The terminal complement
pathway in vertebrates acts to destroy pathogens or pathogeninfected
cells with large pores called
membrane attack complexes (MACs). Twenty-eight
gene models were identified
that encode MAC-perforin domains, but none of these had the
additional domains expected
for terminal complement factors (C6 through C9). Instead,
these are members of a novel
and very interesting gene family with perforin-like structure.
In vertebrates, perforins
carry out cell-killing functions by cytotoxic lymphocytes through
the formation of small pores
in the cell membranes. If the complement system in the sea
urchin functions through
multiple lectin and alternative pathways in the absence of the lytic
functions of the terminal
pathway, the major activity of this system is expected to be
opsonization.
7) Homologs of
immune regulatory proteins
Cytokines are key regulators
of intercellular communication involving immune cells, acting
to coordinate vertebrate
immune systems. Genes encoding cytokines and their receptors
often evolve at a rapid pace,
and most families are known only from vertebrate systems.
Although members of many
cytokine, chemokine, and receptor families were not identified
in the sea urchin genome, a
number of important immune signaling homologs were present.

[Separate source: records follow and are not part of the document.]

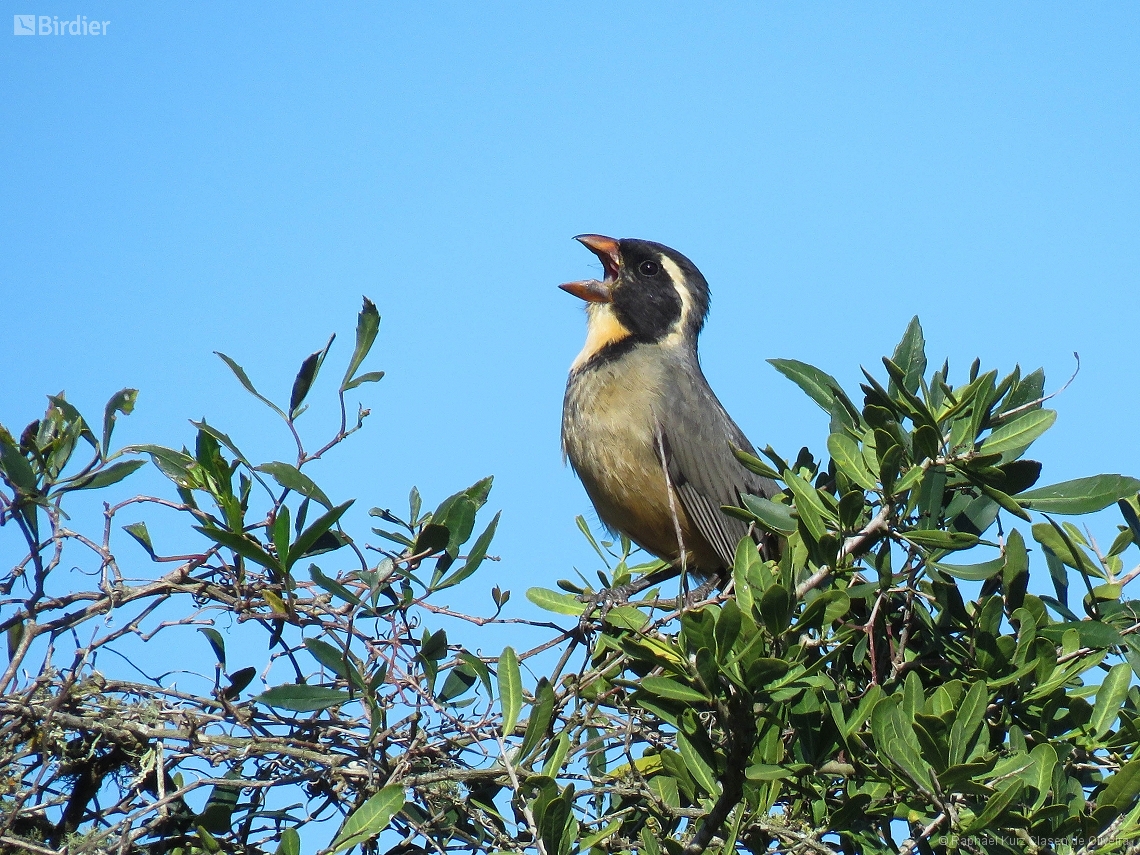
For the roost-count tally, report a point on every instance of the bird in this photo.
(641, 426)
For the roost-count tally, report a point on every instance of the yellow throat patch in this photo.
(602, 328)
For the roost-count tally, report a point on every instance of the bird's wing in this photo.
(706, 473)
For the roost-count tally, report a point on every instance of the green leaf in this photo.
(821, 387)
(15, 467)
(306, 376)
(937, 539)
(367, 326)
(965, 732)
(755, 464)
(673, 690)
(971, 572)
(244, 380)
(241, 544)
(1092, 633)
(775, 609)
(540, 715)
(308, 538)
(369, 819)
(510, 684)
(290, 843)
(138, 530)
(328, 656)
(366, 377)
(300, 698)
(121, 401)
(1081, 496)
(474, 558)
(107, 475)
(1110, 698)
(996, 805)
(626, 617)
(217, 642)
(1121, 788)
(771, 514)
(238, 681)
(910, 356)
(219, 808)
(1019, 434)
(553, 601)
(291, 478)
(846, 453)
(332, 586)
(698, 766)
(808, 506)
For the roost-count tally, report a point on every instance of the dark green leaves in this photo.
(301, 698)
(369, 819)
(367, 326)
(121, 401)
(1081, 496)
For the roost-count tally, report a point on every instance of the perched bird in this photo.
(640, 424)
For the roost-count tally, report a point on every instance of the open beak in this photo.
(592, 290)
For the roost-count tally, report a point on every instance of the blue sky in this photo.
(234, 177)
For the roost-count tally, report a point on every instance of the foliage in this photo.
(869, 692)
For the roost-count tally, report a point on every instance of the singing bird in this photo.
(641, 426)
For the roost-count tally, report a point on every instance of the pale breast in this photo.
(609, 433)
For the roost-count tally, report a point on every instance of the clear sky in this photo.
(235, 176)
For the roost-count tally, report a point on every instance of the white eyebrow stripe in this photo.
(677, 276)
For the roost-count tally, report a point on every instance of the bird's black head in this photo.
(659, 292)
(653, 291)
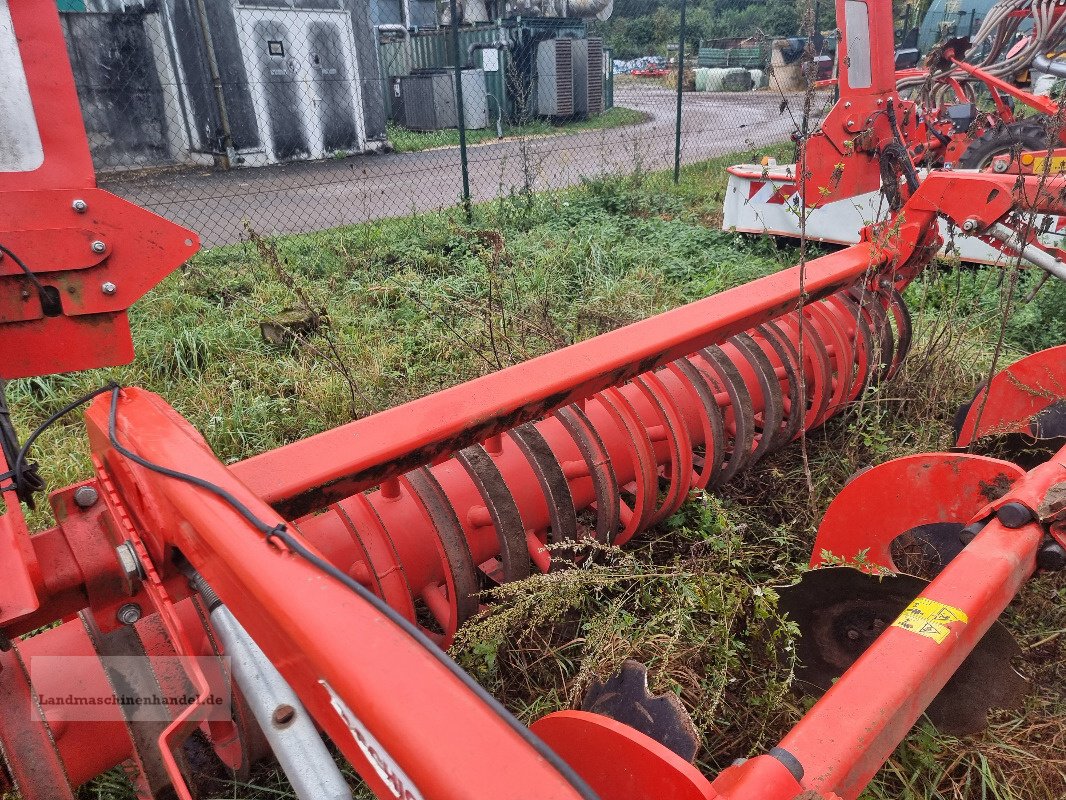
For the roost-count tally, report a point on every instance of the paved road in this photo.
(311, 196)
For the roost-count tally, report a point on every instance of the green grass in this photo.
(412, 141)
(416, 304)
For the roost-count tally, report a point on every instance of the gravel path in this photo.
(299, 197)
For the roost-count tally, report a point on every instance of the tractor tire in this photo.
(1024, 134)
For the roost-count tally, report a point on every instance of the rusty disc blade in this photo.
(625, 698)
(841, 611)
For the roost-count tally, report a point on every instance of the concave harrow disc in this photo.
(841, 611)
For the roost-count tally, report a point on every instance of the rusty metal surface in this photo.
(625, 697)
(841, 611)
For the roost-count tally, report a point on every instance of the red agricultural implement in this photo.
(890, 127)
(324, 577)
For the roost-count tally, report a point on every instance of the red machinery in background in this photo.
(325, 576)
(888, 128)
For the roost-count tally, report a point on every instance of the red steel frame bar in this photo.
(307, 475)
(854, 728)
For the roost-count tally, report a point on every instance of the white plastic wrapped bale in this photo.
(737, 79)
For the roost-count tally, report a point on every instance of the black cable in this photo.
(908, 168)
(280, 532)
(49, 301)
(25, 476)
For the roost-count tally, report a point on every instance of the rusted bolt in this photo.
(1014, 515)
(129, 613)
(1051, 557)
(129, 561)
(284, 715)
(85, 497)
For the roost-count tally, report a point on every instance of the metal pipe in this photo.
(680, 88)
(459, 109)
(220, 96)
(1030, 252)
(288, 726)
(1044, 64)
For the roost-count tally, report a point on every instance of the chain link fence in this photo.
(297, 115)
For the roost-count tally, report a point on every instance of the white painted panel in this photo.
(20, 149)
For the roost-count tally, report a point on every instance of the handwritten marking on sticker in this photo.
(930, 619)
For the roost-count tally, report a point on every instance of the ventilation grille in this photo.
(564, 77)
(595, 76)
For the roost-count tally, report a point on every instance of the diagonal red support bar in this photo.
(310, 474)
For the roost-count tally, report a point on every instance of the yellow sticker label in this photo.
(1058, 165)
(930, 619)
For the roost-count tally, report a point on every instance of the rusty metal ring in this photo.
(843, 355)
(382, 552)
(679, 440)
(790, 360)
(501, 506)
(861, 341)
(357, 541)
(463, 587)
(773, 401)
(645, 468)
(870, 303)
(820, 387)
(714, 433)
(600, 469)
(562, 514)
(740, 399)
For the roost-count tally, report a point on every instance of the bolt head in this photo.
(128, 560)
(85, 497)
(284, 716)
(1051, 557)
(1014, 515)
(129, 613)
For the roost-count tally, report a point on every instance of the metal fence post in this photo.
(461, 110)
(680, 86)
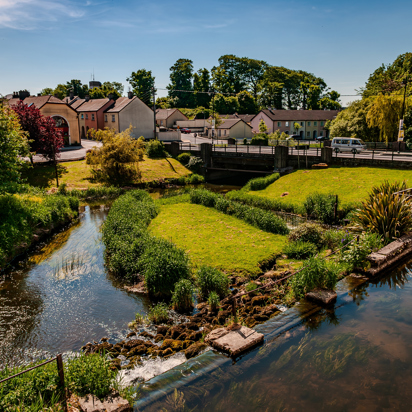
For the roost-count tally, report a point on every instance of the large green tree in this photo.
(143, 82)
(389, 78)
(180, 87)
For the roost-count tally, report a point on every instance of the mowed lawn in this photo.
(352, 184)
(214, 239)
(78, 174)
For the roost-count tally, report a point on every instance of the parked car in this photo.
(348, 144)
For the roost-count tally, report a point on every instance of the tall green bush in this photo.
(317, 273)
(212, 280)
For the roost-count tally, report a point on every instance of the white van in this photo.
(348, 144)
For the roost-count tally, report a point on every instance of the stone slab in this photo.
(235, 341)
(322, 296)
(91, 403)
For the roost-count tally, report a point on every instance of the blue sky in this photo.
(46, 42)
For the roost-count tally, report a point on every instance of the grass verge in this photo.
(77, 175)
(214, 239)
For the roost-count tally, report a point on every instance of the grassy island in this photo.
(212, 238)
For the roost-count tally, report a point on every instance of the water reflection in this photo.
(62, 296)
(357, 356)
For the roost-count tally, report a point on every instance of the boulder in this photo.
(234, 341)
(195, 349)
(91, 403)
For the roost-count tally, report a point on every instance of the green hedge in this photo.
(21, 214)
(262, 219)
(132, 250)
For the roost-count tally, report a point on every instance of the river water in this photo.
(62, 297)
(356, 357)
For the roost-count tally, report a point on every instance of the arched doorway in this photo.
(63, 126)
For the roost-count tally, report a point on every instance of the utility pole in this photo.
(154, 112)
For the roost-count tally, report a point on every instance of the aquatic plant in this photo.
(212, 280)
(182, 297)
(316, 273)
(355, 254)
(300, 250)
(159, 313)
(214, 301)
(385, 213)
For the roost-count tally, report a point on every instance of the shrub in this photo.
(355, 254)
(307, 232)
(212, 280)
(155, 149)
(116, 161)
(195, 164)
(317, 273)
(90, 374)
(195, 179)
(159, 313)
(214, 301)
(335, 239)
(321, 206)
(300, 250)
(261, 183)
(384, 213)
(22, 392)
(183, 295)
(184, 158)
(163, 265)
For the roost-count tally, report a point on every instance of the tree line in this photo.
(386, 98)
(237, 84)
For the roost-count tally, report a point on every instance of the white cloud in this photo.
(31, 14)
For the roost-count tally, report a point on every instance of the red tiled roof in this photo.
(299, 115)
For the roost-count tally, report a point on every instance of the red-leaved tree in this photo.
(43, 136)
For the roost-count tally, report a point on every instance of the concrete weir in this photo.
(234, 341)
(390, 255)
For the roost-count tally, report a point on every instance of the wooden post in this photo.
(60, 371)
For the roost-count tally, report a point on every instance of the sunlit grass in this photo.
(352, 184)
(77, 175)
(214, 239)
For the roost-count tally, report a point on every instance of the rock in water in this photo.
(91, 403)
(235, 341)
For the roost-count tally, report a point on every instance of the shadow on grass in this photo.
(42, 175)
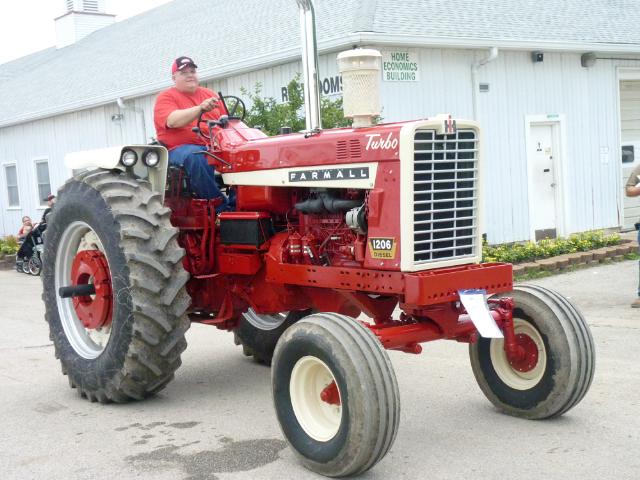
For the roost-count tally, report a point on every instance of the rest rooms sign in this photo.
(400, 66)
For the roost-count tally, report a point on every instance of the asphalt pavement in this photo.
(216, 419)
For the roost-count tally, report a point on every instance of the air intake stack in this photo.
(360, 69)
(310, 65)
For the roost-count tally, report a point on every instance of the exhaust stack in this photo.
(310, 65)
(360, 69)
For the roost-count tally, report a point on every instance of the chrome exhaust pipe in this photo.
(310, 65)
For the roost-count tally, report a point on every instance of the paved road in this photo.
(216, 420)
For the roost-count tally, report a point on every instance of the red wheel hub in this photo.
(527, 357)
(94, 311)
(330, 394)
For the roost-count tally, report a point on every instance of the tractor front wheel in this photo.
(557, 367)
(114, 287)
(335, 394)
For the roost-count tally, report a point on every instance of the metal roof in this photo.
(132, 57)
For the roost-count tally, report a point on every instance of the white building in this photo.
(555, 85)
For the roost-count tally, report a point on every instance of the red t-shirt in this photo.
(173, 99)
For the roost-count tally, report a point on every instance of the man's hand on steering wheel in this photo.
(208, 104)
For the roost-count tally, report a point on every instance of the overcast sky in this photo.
(26, 26)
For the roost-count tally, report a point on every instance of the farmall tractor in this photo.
(343, 244)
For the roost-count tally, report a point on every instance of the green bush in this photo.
(9, 245)
(524, 252)
(269, 115)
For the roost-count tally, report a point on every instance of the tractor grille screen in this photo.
(445, 181)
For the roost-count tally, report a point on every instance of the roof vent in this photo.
(81, 18)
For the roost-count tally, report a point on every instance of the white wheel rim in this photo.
(514, 378)
(88, 343)
(319, 419)
(265, 322)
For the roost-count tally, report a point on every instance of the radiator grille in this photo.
(445, 182)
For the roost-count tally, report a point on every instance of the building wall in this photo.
(587, 98)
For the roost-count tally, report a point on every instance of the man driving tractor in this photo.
(176, 112)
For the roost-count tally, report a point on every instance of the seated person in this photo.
(175, 113)
(26, 227)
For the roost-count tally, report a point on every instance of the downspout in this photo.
(475, 84)
(124, 106)
(310, 65)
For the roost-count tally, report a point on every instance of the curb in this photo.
(562, 262)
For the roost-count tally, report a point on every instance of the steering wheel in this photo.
(233, 106)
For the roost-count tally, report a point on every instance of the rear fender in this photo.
(109, 159)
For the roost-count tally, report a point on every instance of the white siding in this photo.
(587, 97)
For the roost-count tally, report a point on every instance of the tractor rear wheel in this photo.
(121, 337)
(558, 368)
(335, 394)
(259, 333)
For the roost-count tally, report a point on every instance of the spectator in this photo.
(26, 227)
(633, 190)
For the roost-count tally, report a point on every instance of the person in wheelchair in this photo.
(29, 253)
(176, 112)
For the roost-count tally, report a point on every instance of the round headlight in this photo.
(128, 158)
(150, 158)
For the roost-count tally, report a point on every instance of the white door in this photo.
(543, 212)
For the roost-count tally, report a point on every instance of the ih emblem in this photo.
(383, 248)
(450, 127)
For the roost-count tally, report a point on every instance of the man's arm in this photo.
(182, 118)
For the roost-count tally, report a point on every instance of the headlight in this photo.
(128, 158)
(150, 158)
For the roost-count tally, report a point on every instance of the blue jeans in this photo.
(201, 174)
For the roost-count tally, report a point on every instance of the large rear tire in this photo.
(258, 334)
(335, 394)
(563, 364)
(124, 342)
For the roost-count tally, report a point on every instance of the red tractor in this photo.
(331, 226)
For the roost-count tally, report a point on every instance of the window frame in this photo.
(5, 165)
(40, 204)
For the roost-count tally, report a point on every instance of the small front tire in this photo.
(564, 355)
(335, 394)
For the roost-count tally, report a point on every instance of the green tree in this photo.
(269, 115)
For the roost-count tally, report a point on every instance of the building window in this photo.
(11, 175)
(42, 176)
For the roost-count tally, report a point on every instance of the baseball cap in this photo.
(182, 62)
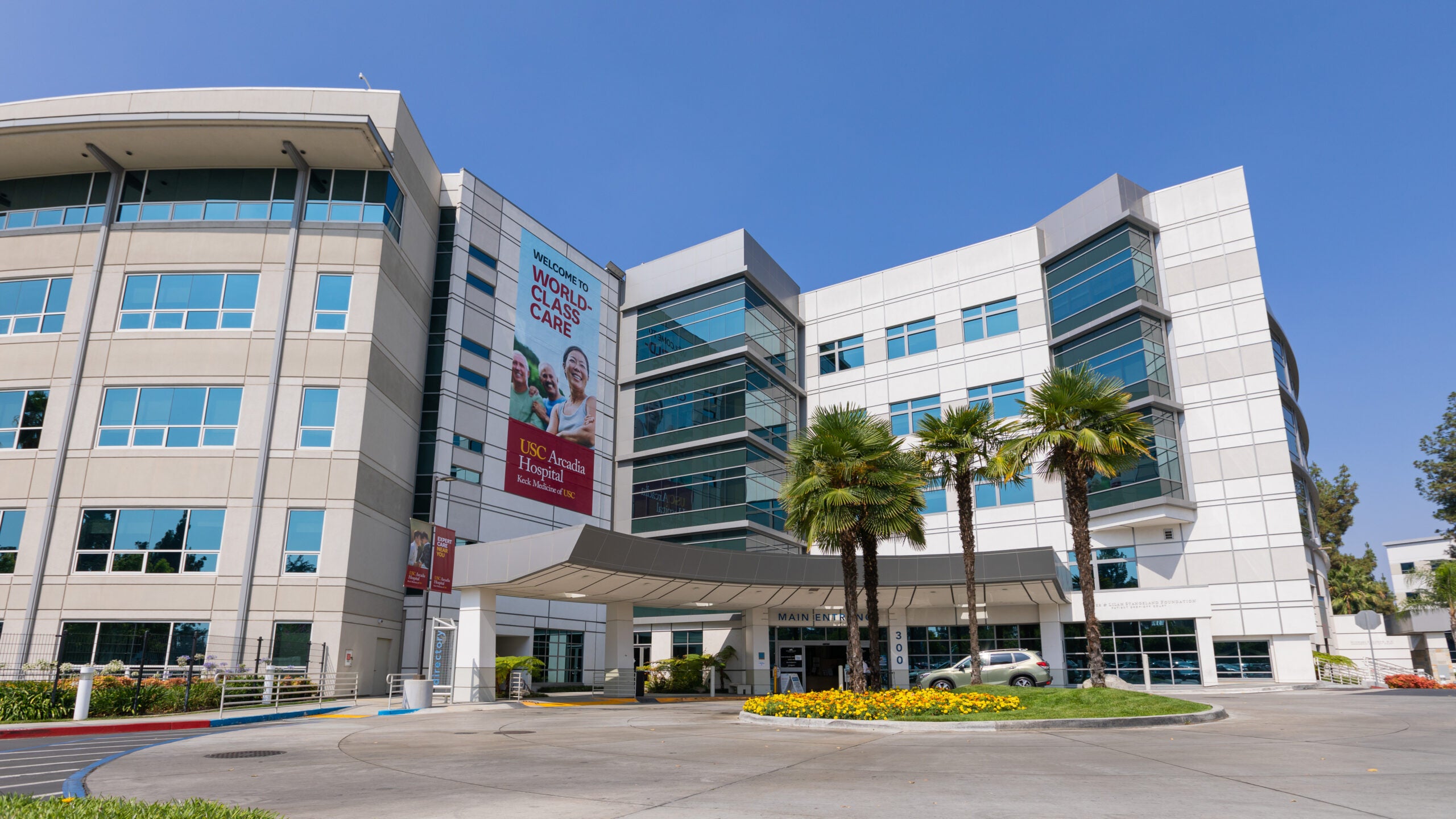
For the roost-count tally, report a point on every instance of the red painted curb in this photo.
(124, 727)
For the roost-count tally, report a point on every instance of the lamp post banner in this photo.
(554, 381)
(420, 556)
(441, 570)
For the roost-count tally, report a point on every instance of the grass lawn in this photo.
(24, 806)
(1070, 703)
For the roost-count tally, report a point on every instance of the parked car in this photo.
(1017, 668)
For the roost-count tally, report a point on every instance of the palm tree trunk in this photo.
(855, 675)
(966, 500)
(1077, 487)
(870, 547)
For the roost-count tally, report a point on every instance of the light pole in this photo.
(424, 602)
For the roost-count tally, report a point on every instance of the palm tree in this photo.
(825, 500)
(1078, 424)
(960, 449)
(1438, 592)
(895, 506)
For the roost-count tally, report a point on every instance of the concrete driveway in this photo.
(1286, 754)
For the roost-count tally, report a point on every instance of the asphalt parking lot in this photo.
(1283, 754)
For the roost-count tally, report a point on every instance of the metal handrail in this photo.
(284, 685)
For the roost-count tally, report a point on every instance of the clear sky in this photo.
(854, 138)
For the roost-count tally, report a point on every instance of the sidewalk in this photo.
(190, 722)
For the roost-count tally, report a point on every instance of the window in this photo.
(730, 397)
(156, 541)
(11, 525)
(905, 416)
(468, 444)
(32, 305)
(986, 321)
(911, 338)
(479, 284)
(1156, 474)
(688, 643)
(305, 541)
(1005, 397)
(938, 646)
(331, 304)
(719, 484)
(1171, 647)
(934, 496)
(169, 416)
(1244, 659)
(133, 643)
(714, 321)
(292, 643)
(468, 475)
(561, 652)
(842, 354)
(1116, 569)
(22, 413)
(484, 257)
(316, 423)
(355, 196)
(1007, 493)
(1296, 446)
(190, 301)
(38, 201)
(475, 348)
(466, 374)
(1108, 273)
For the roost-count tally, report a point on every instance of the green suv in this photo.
(1017, 668)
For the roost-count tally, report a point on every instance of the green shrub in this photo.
(25, 806)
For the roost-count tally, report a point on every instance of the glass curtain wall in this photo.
(714, 401)
(719, 484)
(721, 318)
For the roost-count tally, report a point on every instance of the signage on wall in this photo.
(430, 561)
(554, 385)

These included members of the
tumor necrosis factor (TNF) ligand and receptor
superfamilies, an IL-1
receptor and accessory proteins, two IL-17 receptor–like genes and
30 IL-17 family ligands, and
nine macrophage inhibitory factor (MIF)–like genes. Receptor
tyrosine kinases (RTKs)
included those that bind important growth factors that regulate cell
proliferation in vertebrate
hematopoietic systems. Of particular note, from the sea urchin
genome, were two vascular
endothelial growth factor (VEGF) receptor–like genes and a
Tie1/2 receptor, all of which
were expressed in adult coelomocytes. Many of these genes are
homologs of important
inflammatory regulators and growth factors in higher vertebrates,
and these sea urchin homologs
may have similar functions in regulating coelomocyte
differentiation and recruitment.
Representatives of nearly all
subclasses of important vertebrate hematopoietic and immune
transcription factors were
present in the sea urchin genome. Notably, the genome contained
homologs of immune
transcription factors that had not been identified previously outside of
chordates, including
PU.1/SpiB/SpiC, a member of the Ets subfamily, and a zinc finger gene
with similarity to the Ikaros
subfamily. Transcript prevalence measurements showed that
PU.1, the Ikaros-like gene and
homologs of Gata1/2/3, E2A/HEB/ITF2, and Stem Cell
Leukemia (SCL) were all
expressed at substantial levels in coelomocytes (41). This was
consistent with the presence
of conserved mechanisms of regulating gene expression among
sea urchin coelomocytes and
vertebrate blood cells.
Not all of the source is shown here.